Saturday, June 17, 2017

Change and Perspective

  I find it interesting how the things one most attaches to are the things that often don't have so much significance overall. An example is getting worried about something that happened at work. Although it's certainly healthy to reflect on mistakes that have arisen in one's work or unexpected challenges and difficulties, it is perhaps not so healthy to then conclude that one is 'unemployable', or make some other generalization. But this is what I often do--rather than seeing the situation for what it is, I will get stuck on the individual details and lose the meaning of the totality. It sometimes takes a persistent determination to stay on the moment to know that these individual moments are not so significant as they appear.
   As I come to think about it, it's not possible to say that one thing directly causes something else.
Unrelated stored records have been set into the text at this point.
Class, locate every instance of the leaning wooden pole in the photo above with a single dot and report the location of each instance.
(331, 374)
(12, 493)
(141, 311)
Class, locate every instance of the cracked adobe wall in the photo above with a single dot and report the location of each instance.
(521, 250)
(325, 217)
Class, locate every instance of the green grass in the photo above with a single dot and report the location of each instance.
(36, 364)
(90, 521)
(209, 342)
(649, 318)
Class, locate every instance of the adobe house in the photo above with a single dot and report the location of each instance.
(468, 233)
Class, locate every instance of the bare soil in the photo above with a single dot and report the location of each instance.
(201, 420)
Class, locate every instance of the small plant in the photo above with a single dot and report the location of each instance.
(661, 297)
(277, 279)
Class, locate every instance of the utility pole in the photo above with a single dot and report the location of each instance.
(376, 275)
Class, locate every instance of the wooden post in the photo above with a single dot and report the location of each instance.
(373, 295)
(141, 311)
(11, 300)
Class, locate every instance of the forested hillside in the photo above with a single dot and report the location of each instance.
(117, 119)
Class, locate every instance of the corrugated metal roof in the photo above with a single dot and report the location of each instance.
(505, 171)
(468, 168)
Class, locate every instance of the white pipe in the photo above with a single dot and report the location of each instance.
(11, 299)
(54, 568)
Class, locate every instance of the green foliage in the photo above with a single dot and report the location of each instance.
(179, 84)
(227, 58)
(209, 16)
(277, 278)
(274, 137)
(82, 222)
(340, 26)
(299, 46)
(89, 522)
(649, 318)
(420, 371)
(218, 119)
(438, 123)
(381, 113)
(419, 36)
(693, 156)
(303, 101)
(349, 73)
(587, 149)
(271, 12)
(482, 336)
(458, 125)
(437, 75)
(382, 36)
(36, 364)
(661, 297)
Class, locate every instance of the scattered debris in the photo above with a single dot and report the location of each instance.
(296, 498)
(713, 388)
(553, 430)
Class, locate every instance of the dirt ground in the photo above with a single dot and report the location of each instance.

Usually,there is a cascading effect of causes that make one direction seem most likely to happen, if not inevitable. This is because nothing ever really exists in isolation. If I think, on the other hand, that one thing I do or say automatically qualifies something to happen, then I immediately assume that everything I do and say has this extreme significance, rather than thinking that causes and conditions have to work together to create a single result. I then become overly anxious, and the result is what appears to be self-fulfilling prophecy. If, on the other hand, I am able to maintain a healthier perspective on causes and conditions, I know that one thing does not directly or solely cause something else, so it makes no sense for me to attach to only one factor or situation as determining everything else. This attachment can lead to all sorts of perfectionist, anxious tendencies which only make me more tense and worried.